After the original HIV/AIDS discussion, DIVA Minnesota, a fund-raising and grant-making organization, asked Schroedl and Goldstein to convene three dinner conversations focused on community-based solutions for stemming the alarming spread of HIV/AIDS among women of color, who in 2006 represented 68 percent of the state’s new HIV infections.
The dinners took place over six weeks, and within a few months 60 individuals from 27 organizations had joined together and signed the DIVA Collaborative, a plan to reach out to and educate women of color about HIV/AIDS.

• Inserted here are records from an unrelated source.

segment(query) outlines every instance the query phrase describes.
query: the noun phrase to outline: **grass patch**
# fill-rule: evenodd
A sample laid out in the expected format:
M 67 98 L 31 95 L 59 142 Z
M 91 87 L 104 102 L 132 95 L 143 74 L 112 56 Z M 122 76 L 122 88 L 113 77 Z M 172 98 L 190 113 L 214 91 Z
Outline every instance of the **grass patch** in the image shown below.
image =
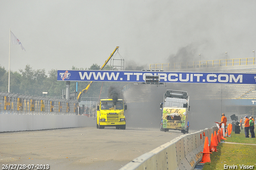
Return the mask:
M 251 133 L 249 131 L 249 137 L 251 137 Z M 244 130 L 241 130 L 240 134 L 236 134 L 233 132 L 231 132 L 231 137 L 227 137 L 226 138 L 227 140 L 224 140 L 226 142 L 230 142 L 240 143 L 242 144 L 256 144 L 256 138 L 245 138 Z
M 256 138 L 244 138 L 244 132 L 240 134 L 235 134 L 232 132 L 231 137 L 226 137 L 226 142 L 256 144 Z M 241 169 L 240 165 L 254 166 L 253 169 L 256 170 L 256 145 L 242 144 L 219 143 L 217 147 L 218 152 L 210 154 L 211 162 L 204 164 L 203 170 L 224 170 L 224 165 L 237 166 L 237 169 Z M 226 169 L 231 169 L 228 168 Z M 242 169 L 243 169 L 242 168 Z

Despite the size and complexity of the group, the experience was intensely personal, says DIVA’s Mike Cassidy, “because you’re in a very intimate atmosphere, and people are interested in what you think, not what your organization thinks.”
The result, says Peter Carr, head of the Minnesota Health Department’s sexually transmitted diseases and HIV section, was a surprising spirit of collaboration and cooperation. Too often, he says, organizations trying to work together end up competing as each tries to protect its interests and its turf.
“It was wonderful, a really refreshing perspective,” Carr marvels.
One key to their success, say Goldstein and Schroedl, is cultivating participants from across the economic, political, and cultural spectrum.
“It’s about making sure that you’re really inclusive and inviting the right players, not just people you know,” Schroedl says.
Specifically, they try to make sure that at least half the participants are people of color and half are people living below the poverty line. This is important, Goldstein says, “because if you have 30 white people and 5 black people or other people of color, that’s an entirely different experience. . . . In fact, for whites to be in a room where they are in the minority is a very powerful experience.”